11 settembre 2025 – La Corte di Giustizia dell’Unione Europea (CGUE) ha emesso due pronunce storiche (cause C-5/24 e C-38/24) che ridefiniscono il rapporto tra disabilità, lavoro e responsabilità di cura. Le decisioni non solo ribadiscono principi consolidati, ma li aggiornano alla luce delle sfide attuali del mondo del lavoro, imponendo alle imprese un cambio di passo verso una gestione più personalizzata, proattiva e inclusiva delle risorse umane.
1. Disabilità e periodo di comporto: non basta una regola uguale per tutti
Nella causa C-5/24, la CGUE si è pronunciata su un caso concreto: una lavoratrice disabile licenziata per superamento del periodo di comporto previsto dal CCNL del Turismo (180 giorni retribuiti + 120 di aspettativa non retribuita).
La Corte ha chiarito un punto cruciale: una disciplina uniforme non è di per sé discriminatoria, purché persegua una finalità legittima (es. organizzazione del lavoro) e non ostacoli l’obbligo di “accomodamento ragionevole” previsto dall’articolo 5 della direttiva 2000/78/CE.
Ma attenzione: l’aspettativa aggiuntiva non è di per sé un accomodamento ragionevole, se non è calibrata sulle esigenze specifiche della persona. L’obbligo del datore non si esaurisce nell’applicare regole standard, ma richiede misure concrete e individualizzate: orari flessibili, smart working, modifica delle mansioni, ecc.
In Italia, il recente decreto legislativo 62/2024 introduce proprio la possibilità per il lavoratore disabile di presentare un’istanza scritta di accomodamento ragionevole, partecipando attivamente alla ricerca di soluzioni. Un’occasione per trasformare un obbligo difensivo in un’opportunità di inclusione.
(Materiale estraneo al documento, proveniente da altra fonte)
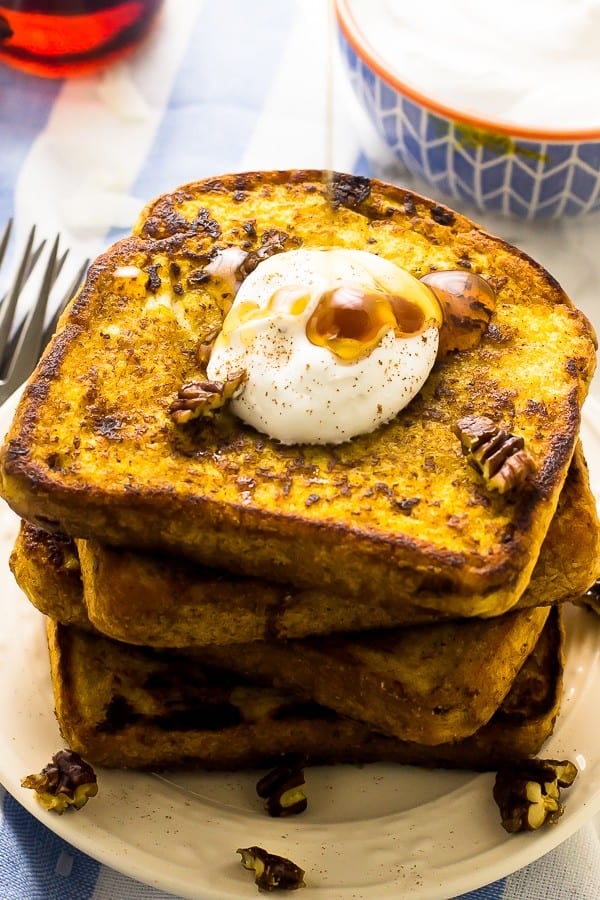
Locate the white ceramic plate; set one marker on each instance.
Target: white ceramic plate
(370, 833)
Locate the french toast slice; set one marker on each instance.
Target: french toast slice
(123, 706)
(94, 452)
(429, 683)
(131, 595)
(163, 601)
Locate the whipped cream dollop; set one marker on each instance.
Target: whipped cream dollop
(534, 64)
(334, 343)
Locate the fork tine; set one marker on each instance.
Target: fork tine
(4, 239)
(29, 345)
(68, 295)
(10, 302)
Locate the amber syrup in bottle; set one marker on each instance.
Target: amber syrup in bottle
(59, 38)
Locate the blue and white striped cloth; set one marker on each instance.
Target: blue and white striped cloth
(221, 85)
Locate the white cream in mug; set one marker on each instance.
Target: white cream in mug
(531, 63)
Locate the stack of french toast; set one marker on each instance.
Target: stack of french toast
(220, 599)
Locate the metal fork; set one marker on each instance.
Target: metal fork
(21, 349)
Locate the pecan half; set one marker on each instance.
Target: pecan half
(281, 789)
(66, 783)
(495, 453)
(272, 872)
(273, 241)
(528, 792)
(202, 398)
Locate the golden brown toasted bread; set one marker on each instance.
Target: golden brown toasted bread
(94, 452)
(124, 706)
(429, 683)
(46, 568)
(163, 601)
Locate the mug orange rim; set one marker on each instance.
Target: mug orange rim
(363, 48)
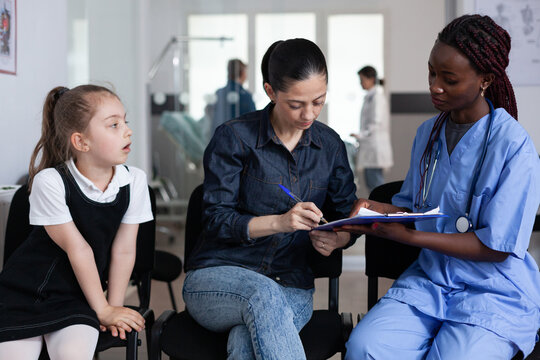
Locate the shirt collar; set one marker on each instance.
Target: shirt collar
(267, 133)
(120, 178)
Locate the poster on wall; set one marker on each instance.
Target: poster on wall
(8, 36)
(521, 18)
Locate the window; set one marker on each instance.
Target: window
(208, 59)
(354, 41)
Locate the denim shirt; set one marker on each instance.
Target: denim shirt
(244, 163)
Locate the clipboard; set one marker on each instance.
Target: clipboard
(386, 218)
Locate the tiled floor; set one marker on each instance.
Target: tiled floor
(353, 287)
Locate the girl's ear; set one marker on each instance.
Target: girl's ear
(270, 92)
(78, 142)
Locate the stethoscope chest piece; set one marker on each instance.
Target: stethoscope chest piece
(463, 224)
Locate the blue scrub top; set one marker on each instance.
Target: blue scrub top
(503, 297)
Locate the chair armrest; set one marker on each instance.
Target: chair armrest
(346, 325)
(157, 330)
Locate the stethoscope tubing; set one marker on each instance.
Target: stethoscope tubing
(427, 187)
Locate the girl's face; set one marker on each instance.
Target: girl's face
(453, 83)
(301, 104)
(108, 138)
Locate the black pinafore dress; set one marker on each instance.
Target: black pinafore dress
(39, 292)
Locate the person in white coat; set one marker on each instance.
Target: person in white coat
(374, 150)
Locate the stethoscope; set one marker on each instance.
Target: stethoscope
(464, 222)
2. I caregiver non sono più “invisibili”: anche loro protetti dalla discriminazione
Nella sentenza C-38/24, la CGUE ha riaffermato con forza un principio già noto ma spesso sottovalutato: il divieto di discriminazione si estende anche a chi assiste una persona con disabilità (la cosiddetta “discriminazione per associazione”, già affermata nella storica sentenza Coleman del 2008).
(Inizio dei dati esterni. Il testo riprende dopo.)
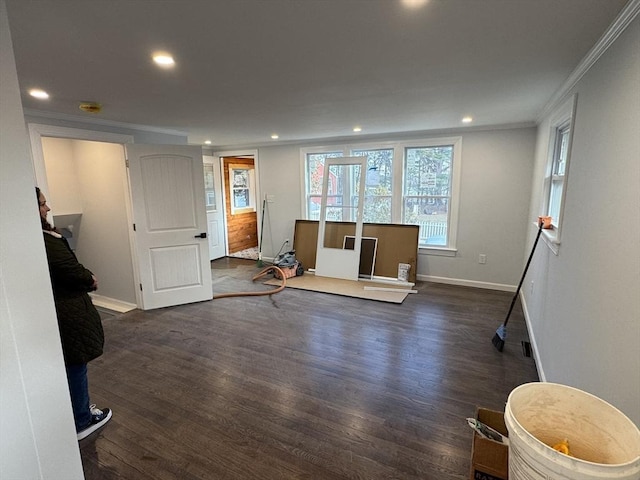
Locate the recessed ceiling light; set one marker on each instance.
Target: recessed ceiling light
(414, 3)
(163, 59)
(37, 93)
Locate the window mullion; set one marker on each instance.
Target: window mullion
(398, 176)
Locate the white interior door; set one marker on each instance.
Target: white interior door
(168, 200)
(342, 201)
(215, 207)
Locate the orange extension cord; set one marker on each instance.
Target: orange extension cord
(260, 274)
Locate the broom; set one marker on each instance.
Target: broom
(501, 332)
(260, 262)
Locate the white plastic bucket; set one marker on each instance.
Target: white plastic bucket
(403, 272)
(603, 442)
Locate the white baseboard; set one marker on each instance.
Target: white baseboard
(111, 303)
(467, 283)
(532, 339)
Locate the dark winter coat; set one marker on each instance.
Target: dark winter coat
(78, 320)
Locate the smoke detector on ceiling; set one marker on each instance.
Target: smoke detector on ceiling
(90, 107)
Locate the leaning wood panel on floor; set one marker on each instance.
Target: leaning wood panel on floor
(396, 244)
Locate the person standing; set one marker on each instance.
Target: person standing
(78, 321)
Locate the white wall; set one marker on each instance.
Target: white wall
(493, 218)
(103, 241)
(37, 434)
(585, 307)
(90, 178)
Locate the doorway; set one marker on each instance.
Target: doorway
(152, 257)
(83, 175)
(242, 204)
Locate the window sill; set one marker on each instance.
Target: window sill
(550, 237)
(438, 251)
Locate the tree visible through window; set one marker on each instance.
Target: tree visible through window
(560, 134)
(406, 182)
(427, 191)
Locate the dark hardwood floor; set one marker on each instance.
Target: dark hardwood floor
(301, 385)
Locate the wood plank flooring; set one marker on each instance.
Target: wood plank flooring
(301, 385)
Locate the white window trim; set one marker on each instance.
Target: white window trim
(563, 115)
(399, 148)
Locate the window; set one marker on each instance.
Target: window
(406, 182)
(209, 188)
(558, 168)
(378, 185)
(427, 191)
(560, 135)
(241, 179)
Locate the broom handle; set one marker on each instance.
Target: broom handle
(524, 274)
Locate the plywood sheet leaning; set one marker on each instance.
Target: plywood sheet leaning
(396, 244)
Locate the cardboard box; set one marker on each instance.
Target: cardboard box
(489, 459)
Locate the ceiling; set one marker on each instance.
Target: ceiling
(302, 69)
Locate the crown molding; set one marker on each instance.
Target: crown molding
(619, 25)
(100, 121)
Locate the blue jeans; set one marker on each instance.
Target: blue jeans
(79, 389)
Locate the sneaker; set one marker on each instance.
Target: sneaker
(99, 419)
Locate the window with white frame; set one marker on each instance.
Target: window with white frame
(427, 191)
(560, 135)
(406, 182)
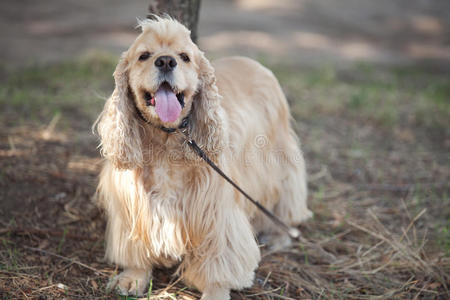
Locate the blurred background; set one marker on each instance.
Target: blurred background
(369, 87)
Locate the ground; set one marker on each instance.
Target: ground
(375, 135)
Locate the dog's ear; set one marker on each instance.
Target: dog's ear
(117, 126)
(207, 114)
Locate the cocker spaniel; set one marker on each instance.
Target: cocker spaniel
(164, 205)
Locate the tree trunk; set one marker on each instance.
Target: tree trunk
(185, 11)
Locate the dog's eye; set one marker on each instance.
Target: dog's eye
(185, 57)
(144, 56)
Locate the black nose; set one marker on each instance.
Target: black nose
(166, 63)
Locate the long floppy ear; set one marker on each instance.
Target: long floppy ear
(208, 123)
(119, 131)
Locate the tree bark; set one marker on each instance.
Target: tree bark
(185, 11)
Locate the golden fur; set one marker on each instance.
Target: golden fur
(164, 205)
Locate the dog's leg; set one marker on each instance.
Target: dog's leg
(215, 293)
(131, 282)
(226, 257)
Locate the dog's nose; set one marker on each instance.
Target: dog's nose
(166, 63)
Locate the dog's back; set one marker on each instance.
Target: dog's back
(271, 164)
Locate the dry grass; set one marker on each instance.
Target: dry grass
(379, 192)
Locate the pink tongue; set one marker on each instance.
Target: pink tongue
(167, 106)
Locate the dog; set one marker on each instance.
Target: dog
(165, 206)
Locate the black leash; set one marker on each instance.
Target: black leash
(293, 232)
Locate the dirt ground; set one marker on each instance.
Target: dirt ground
(368, 85)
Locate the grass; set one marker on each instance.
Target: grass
(376, 145)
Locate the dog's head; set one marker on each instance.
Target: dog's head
(165, 77)
(163, 71)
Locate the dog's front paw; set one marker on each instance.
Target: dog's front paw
(215, 293)
(131, 282)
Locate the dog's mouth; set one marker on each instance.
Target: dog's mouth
(168, 104)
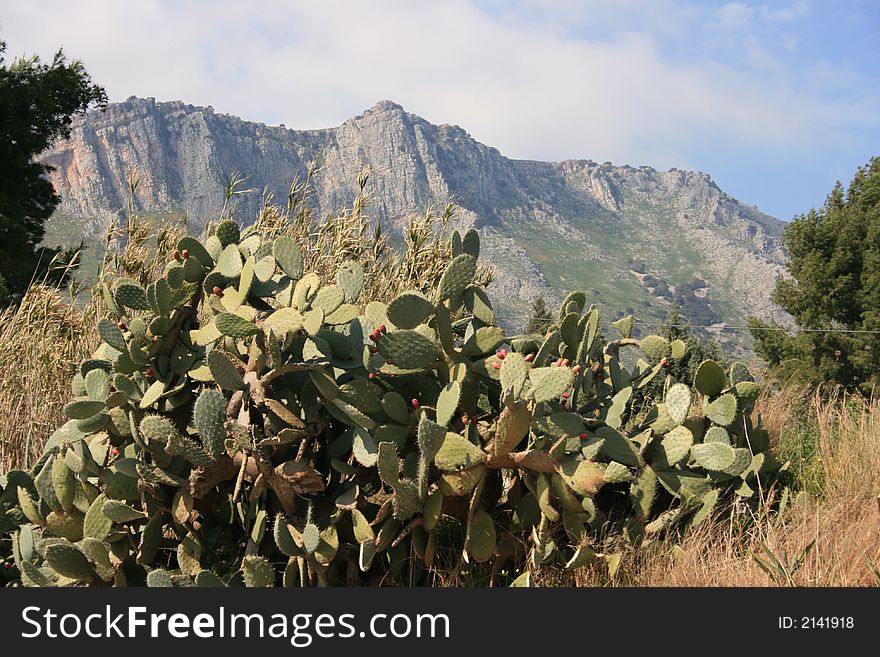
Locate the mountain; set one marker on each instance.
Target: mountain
(634, 238)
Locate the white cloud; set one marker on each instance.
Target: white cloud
(533, 90)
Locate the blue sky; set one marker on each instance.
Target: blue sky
(775, 100)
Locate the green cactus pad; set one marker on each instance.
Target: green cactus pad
(96, 524)
(514, 373)
(617, 447)
(120, 511)
(408, 350)
(458, 453)
(228, 233)
(350, 277)
(458, 275)
(747, 392)
(209, 416)
(131, 295)
(583, 477)
(447, 403)
(224, 371)
(364, 448)
(624, 326)
(678, 402)
(83, 408)
(345, 314)
(722, 411)
(288, 256)
(195, 250)
(739, 373)
(709, 378)
(157, 429)
(478, 304)
(484, 341)
(673, 448)
(111, 334)
(550, 382)
(470, 243)
(67, 560)
(480, 539)
(229, 264)
(678, 348)
(655, 347)
(717, 435)
(395, 407)
(64, 482)
(257, 572)
(329, 298)
(235, 326)
(617, 473)
(713, 456)
(409, 309)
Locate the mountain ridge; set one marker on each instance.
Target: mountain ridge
(634, 237)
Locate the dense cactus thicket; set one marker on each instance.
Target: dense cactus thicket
(246, 424)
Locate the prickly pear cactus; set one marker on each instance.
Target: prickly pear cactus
(242, 414)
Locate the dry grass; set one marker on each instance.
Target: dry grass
(841, 465)
(42, 342)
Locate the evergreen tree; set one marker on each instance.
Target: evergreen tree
(541, 317)
(834, 262)
(37, 103)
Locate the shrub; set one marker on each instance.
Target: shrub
(247, 423)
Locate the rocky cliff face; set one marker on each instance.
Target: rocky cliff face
(636, 238)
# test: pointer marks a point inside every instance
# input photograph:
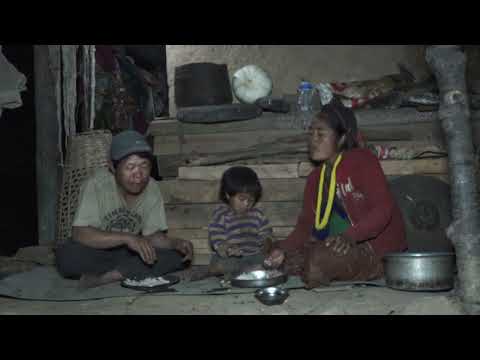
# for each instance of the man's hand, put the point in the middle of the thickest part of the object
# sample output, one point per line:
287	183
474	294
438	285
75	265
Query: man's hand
184	247
144	248
275	259
340	244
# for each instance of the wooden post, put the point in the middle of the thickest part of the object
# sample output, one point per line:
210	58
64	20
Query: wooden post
47	108
448	63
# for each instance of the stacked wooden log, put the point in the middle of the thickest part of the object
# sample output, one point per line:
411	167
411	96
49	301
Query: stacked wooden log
193	157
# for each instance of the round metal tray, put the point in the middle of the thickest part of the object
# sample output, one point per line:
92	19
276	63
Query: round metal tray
259	284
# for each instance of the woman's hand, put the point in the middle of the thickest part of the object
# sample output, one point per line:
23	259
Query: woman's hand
339	244
275	259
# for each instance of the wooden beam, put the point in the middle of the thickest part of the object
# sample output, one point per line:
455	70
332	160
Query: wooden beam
279	171
269	121
217	143
187	192
199	237
47	108
194	216
303	169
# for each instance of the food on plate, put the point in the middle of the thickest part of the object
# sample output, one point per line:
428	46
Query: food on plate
260	275
147	283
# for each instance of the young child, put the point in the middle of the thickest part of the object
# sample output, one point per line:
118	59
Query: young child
239	233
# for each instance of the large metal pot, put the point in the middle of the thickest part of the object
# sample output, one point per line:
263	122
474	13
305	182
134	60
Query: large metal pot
420	271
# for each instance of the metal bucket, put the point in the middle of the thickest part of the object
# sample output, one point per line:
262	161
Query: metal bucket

La novità? Oggi la Corte sottolinea che pratiche apparentemente neutre – come turni rigidi, orari inflessibili o mancata considerazione delle esigenze familiari – possono configurare discriminazioni indirette, se colpiscono in modo sproporzionato i caregiver.
Il messaggio è chiaro: non basta non discriminare attivamente. Bisogna verificare se le proprie regole organizzative creano ostacoli ingiustificati per chi ha responsabilità di cura.
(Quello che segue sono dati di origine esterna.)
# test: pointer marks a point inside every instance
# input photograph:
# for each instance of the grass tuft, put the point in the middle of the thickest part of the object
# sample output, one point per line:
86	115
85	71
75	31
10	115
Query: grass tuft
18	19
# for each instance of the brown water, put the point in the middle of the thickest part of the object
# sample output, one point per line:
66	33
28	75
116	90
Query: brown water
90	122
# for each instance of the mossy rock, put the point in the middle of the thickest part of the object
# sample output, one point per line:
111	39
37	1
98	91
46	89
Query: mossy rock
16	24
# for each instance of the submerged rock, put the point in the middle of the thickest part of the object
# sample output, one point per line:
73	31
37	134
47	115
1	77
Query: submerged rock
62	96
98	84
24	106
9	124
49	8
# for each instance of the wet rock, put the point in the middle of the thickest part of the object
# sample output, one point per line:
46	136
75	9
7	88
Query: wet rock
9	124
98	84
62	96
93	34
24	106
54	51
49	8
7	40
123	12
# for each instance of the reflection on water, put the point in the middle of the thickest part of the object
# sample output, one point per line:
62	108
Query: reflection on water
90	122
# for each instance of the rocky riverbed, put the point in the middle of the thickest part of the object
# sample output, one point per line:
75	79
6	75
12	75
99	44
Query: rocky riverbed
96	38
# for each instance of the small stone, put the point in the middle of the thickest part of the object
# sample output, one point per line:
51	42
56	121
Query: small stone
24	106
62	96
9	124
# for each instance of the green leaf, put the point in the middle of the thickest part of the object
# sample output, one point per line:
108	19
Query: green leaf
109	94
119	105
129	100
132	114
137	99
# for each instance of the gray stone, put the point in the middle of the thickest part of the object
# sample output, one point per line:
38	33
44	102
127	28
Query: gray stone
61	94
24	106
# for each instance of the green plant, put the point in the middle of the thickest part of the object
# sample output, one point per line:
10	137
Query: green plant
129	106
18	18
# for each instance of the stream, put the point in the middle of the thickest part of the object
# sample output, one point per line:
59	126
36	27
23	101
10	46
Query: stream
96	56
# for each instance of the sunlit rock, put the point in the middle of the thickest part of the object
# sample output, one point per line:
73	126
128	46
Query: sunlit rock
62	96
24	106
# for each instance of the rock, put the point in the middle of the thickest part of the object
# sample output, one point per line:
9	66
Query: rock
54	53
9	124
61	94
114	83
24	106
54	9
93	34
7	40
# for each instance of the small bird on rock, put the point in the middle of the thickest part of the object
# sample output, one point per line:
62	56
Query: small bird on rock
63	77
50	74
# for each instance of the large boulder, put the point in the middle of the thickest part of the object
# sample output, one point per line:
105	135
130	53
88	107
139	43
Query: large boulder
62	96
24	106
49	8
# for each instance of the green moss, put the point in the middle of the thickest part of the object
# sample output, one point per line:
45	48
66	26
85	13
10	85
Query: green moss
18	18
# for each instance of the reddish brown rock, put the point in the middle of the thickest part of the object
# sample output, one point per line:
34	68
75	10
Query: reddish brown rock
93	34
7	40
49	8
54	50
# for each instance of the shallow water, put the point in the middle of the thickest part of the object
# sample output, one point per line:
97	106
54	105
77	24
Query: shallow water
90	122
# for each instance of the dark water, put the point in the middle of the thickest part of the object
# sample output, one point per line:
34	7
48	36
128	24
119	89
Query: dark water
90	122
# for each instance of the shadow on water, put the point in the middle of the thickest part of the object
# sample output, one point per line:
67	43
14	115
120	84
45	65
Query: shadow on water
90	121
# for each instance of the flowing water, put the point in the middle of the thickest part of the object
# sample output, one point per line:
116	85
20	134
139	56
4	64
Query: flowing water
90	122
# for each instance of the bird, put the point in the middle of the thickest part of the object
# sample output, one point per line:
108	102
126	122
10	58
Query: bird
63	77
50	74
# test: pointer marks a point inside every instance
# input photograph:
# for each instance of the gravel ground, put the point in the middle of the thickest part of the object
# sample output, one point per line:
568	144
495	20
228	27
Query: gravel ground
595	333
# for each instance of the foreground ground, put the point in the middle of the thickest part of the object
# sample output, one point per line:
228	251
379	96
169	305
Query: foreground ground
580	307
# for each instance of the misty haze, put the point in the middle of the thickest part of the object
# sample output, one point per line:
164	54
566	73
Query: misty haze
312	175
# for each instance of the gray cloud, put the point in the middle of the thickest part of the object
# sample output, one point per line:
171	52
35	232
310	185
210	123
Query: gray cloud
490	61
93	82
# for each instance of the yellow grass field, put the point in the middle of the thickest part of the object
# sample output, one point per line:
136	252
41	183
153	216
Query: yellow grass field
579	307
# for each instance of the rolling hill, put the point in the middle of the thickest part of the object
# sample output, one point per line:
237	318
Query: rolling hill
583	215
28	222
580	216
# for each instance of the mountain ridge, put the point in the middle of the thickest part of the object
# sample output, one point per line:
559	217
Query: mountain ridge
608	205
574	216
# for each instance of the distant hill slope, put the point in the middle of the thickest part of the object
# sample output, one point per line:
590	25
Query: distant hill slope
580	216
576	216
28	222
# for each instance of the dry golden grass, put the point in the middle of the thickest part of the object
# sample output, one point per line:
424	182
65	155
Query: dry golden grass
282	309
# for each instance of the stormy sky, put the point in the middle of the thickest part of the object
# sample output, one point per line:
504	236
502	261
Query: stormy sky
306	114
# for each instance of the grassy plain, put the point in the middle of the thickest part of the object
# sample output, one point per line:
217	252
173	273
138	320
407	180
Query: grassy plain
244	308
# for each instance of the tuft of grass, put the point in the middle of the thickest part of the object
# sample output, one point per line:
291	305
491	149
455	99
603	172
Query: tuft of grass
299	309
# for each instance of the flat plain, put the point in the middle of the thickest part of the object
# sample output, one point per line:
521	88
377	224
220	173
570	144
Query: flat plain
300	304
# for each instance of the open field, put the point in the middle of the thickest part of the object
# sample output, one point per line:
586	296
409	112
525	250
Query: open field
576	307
Il nuovo equilibrio: autonomia datoriale sì, ma motivata
La CGUE non intende sostituirsi all’imprenditore, ma chiede che ogni scelta organizzativa sia proporzionata e giustificata. Se un lavoratore chiede un accomodamento, spetta al datore dimostrare perché non è possibile attuarlo senza un “onere sproporzionato”.
Questo ribalta la prospettiva: l’autonomia organizzativa non è più una presunzione, ma il risultato di un bilanciamento motivato tra esigenze aziendali e diritti individuali.
Cosa devono fare le aziende?
Le due sentenze, lette insieme, indicano una direzione chiara: passare da una logica di conformità formale a una gestione “su misura” del personale. In concreto, le imprese dovrebbero:
- Valutare preventivamente soluzioni personalizzate prima di procedere a licenziamenti per assenze prolungate;
- Documentare con cura le alternative considerate e le ragioni delle scelte operate;
- Introdurre flessibilità organizzativa, soprattutto per chi ha carichi di cura;
- Aggiornare regolamenti interni e policy HR, introducendo procedure trasparenti per la gestione delle richieste di accomodamento, in linea con il dlgs 62/2024.
In conclusione
Le sentenze della CGUE non impongono l’impossibile, ma chiedono sensibilità, dialogo e proattività. In un mercato del lavoro sempre più orientato al benessere e all’inclusione, chi saprà adattarsi per primo non solo eviterà contenziosi, ma migliorerà clima aziendale, produttività e reputazione.